I am working on a site for a customer with 3.4 million products. I am running into issue with memory and queries long before I get to the full catalog size. They are currently using a very old product called "Interchange" - its simple database structure combined with super simplistic page layout works, but it is a 30 year old design... it's time to get them up and running on a more modern platform.
I have written custom import libraries and can get the products properly imported. I have been increasing the catalog size in powers of 10 and when I got to 1 million items, things went pear shaped.
The product detail page (showing a single item) alone required me to bump the max PHP memory to 512MB / process. This seemed off to me, so I enabled the debugging and profiling.
With caching disabled, this page throws 450 queries at the database. With it enabled (which causes other issues with catalogs of this size), it still executes roughly 140 queries. Some of the queries are pulling back a number of rows equal to the product count in the database.
The hardware needed is still being evaluated. If need be, I can put multiple headend servers talking to one of more dedicated MySQL servers.
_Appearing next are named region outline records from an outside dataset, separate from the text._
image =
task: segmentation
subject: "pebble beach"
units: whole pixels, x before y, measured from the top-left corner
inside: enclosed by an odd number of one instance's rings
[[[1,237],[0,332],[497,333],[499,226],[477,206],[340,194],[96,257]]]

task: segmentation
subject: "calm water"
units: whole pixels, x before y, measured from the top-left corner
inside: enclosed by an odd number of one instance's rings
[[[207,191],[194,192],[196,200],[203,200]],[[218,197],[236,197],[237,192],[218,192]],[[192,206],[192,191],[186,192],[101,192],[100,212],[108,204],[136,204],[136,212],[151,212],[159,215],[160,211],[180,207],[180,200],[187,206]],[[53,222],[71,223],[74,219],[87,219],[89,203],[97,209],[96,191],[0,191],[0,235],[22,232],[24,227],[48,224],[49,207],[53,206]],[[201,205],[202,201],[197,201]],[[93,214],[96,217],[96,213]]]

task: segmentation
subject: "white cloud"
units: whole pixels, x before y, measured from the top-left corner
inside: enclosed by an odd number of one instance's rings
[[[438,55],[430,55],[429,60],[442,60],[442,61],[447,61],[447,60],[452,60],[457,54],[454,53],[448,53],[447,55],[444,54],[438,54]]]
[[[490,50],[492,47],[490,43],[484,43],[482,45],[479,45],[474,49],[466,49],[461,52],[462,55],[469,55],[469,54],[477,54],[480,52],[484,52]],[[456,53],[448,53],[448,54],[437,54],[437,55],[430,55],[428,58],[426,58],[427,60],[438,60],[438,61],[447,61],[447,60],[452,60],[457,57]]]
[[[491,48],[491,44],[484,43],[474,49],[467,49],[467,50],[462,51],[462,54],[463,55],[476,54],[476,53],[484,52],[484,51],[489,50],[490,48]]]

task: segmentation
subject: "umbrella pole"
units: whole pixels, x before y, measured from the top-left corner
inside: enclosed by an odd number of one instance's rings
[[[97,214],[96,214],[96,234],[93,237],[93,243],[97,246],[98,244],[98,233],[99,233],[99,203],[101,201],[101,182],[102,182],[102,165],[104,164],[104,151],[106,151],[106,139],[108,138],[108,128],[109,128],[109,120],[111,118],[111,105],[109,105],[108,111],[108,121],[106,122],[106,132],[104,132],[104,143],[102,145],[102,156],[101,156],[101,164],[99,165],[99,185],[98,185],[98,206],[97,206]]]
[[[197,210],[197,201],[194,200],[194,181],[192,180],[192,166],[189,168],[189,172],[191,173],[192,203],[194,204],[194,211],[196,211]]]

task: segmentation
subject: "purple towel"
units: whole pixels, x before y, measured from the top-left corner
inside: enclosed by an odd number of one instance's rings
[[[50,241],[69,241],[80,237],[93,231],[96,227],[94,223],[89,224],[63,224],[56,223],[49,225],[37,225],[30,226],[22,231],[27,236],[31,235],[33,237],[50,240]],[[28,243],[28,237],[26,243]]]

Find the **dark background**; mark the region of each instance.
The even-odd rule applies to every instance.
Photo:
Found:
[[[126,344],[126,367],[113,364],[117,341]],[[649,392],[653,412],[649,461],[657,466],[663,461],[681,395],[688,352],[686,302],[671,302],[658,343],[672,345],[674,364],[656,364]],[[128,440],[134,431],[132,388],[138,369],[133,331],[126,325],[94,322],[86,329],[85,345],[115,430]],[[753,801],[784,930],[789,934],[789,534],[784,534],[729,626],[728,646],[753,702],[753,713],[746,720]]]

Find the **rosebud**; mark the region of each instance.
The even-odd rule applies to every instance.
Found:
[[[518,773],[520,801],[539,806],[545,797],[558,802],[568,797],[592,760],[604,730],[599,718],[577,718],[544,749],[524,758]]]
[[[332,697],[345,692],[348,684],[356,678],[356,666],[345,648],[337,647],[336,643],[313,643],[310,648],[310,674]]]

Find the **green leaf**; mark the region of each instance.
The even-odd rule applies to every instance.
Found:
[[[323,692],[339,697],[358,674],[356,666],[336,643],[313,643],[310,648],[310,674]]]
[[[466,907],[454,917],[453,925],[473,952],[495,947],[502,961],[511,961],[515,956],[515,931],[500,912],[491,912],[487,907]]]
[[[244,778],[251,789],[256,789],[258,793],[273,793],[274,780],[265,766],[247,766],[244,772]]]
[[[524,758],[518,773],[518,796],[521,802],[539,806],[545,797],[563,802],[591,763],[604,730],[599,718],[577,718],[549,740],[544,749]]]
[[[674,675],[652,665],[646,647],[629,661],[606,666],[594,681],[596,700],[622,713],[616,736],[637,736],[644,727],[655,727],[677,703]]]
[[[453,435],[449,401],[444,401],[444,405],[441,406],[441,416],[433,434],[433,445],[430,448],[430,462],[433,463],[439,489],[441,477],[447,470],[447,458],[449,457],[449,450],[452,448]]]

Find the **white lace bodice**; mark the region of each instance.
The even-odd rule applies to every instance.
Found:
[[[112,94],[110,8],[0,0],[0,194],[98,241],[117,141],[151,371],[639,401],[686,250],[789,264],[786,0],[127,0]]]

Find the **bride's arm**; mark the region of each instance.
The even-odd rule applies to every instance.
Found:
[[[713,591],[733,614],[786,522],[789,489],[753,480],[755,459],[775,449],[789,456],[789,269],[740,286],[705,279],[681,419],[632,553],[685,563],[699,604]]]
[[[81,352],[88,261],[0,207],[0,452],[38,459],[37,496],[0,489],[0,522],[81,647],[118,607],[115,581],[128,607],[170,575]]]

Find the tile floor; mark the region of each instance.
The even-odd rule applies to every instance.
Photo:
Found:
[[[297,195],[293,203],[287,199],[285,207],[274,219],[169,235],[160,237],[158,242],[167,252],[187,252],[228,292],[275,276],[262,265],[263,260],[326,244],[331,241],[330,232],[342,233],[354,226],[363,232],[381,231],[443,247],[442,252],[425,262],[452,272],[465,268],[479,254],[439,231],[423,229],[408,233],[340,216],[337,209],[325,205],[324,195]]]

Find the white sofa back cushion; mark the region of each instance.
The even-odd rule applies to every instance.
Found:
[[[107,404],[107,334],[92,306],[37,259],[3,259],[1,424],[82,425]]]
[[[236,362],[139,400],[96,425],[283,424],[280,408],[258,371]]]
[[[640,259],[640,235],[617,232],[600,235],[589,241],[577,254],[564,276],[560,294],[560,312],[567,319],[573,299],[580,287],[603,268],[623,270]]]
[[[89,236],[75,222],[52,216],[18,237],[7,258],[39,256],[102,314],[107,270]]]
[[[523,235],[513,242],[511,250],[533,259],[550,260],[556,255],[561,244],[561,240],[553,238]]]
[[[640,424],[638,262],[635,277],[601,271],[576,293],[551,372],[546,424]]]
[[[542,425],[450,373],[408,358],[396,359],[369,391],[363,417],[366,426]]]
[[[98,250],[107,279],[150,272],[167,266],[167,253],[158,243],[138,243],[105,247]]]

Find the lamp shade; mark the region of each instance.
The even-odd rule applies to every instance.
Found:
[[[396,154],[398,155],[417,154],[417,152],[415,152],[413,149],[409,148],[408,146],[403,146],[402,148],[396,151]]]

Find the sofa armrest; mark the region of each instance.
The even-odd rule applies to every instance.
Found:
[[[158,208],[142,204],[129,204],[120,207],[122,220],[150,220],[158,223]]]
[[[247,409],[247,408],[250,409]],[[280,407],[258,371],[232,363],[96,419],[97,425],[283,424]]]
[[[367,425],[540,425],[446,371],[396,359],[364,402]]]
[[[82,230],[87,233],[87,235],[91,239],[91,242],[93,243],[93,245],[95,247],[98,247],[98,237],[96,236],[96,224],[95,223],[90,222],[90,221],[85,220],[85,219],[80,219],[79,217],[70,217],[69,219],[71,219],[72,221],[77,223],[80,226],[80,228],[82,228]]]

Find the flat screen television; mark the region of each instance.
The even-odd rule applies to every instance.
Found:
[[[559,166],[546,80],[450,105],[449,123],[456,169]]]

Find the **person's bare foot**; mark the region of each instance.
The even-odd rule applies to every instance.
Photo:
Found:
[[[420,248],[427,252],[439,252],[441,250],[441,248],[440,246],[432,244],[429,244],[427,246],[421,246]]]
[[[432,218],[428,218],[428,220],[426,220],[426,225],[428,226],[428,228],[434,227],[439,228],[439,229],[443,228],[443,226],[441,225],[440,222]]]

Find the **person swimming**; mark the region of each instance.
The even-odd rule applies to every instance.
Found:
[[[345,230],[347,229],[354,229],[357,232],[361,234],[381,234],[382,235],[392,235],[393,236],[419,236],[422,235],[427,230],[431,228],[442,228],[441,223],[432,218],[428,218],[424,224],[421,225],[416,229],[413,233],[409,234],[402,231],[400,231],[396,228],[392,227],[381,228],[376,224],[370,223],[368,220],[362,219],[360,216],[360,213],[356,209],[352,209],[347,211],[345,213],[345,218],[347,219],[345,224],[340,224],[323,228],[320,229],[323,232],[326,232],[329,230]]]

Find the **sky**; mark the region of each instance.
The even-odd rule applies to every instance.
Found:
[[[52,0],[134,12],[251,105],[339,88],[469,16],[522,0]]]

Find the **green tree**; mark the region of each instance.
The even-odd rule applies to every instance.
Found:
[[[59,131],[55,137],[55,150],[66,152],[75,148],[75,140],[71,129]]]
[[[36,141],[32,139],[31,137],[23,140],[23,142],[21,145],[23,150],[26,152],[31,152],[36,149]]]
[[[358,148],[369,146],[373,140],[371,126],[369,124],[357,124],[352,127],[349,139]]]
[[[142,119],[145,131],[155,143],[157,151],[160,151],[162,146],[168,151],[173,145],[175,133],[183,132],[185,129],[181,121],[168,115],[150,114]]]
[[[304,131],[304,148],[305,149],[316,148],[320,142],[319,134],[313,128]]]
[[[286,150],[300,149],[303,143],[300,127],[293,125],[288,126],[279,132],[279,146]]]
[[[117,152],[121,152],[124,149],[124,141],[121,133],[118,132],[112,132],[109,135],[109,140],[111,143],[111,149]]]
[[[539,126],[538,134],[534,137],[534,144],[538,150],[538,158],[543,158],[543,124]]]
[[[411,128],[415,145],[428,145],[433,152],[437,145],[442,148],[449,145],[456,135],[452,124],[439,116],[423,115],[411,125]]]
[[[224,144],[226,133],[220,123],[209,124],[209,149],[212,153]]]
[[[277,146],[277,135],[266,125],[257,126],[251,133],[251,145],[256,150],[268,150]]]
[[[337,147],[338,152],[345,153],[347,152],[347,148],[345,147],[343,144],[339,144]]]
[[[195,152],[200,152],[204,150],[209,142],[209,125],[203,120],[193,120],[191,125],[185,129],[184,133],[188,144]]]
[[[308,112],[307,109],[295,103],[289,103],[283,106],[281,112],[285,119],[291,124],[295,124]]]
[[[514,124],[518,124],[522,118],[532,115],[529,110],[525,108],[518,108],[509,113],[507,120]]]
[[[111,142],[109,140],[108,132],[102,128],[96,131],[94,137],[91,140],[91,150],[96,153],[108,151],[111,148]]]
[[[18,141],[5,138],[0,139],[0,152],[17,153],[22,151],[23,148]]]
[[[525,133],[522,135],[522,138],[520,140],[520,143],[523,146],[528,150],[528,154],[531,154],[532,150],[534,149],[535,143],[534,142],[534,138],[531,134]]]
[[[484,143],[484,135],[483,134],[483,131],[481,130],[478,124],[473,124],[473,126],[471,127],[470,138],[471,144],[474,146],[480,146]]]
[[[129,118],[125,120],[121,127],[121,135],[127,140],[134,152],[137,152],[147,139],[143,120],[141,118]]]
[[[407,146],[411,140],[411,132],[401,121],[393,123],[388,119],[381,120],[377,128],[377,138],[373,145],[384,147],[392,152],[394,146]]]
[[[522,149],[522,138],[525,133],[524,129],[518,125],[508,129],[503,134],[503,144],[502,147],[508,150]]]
However, at 450 queries per item displayed and half a gig per process, search engine spiders are going to annihilate the site. I can't block web crawlers as they have nearly a $1 million / year in sales depending on organic search traffic.
Does anyone have any suggestions for optimizing PrestaShop for very large catalogs other than "throw more hardware at it"? I am trying to avoid having to do too awful much modifying of the core PrestaShop code as this would become a very expensive support issue for them. They have a decent revenue stream, but several employees and a warehouse full of parts - net profits don't really support massive IT spending.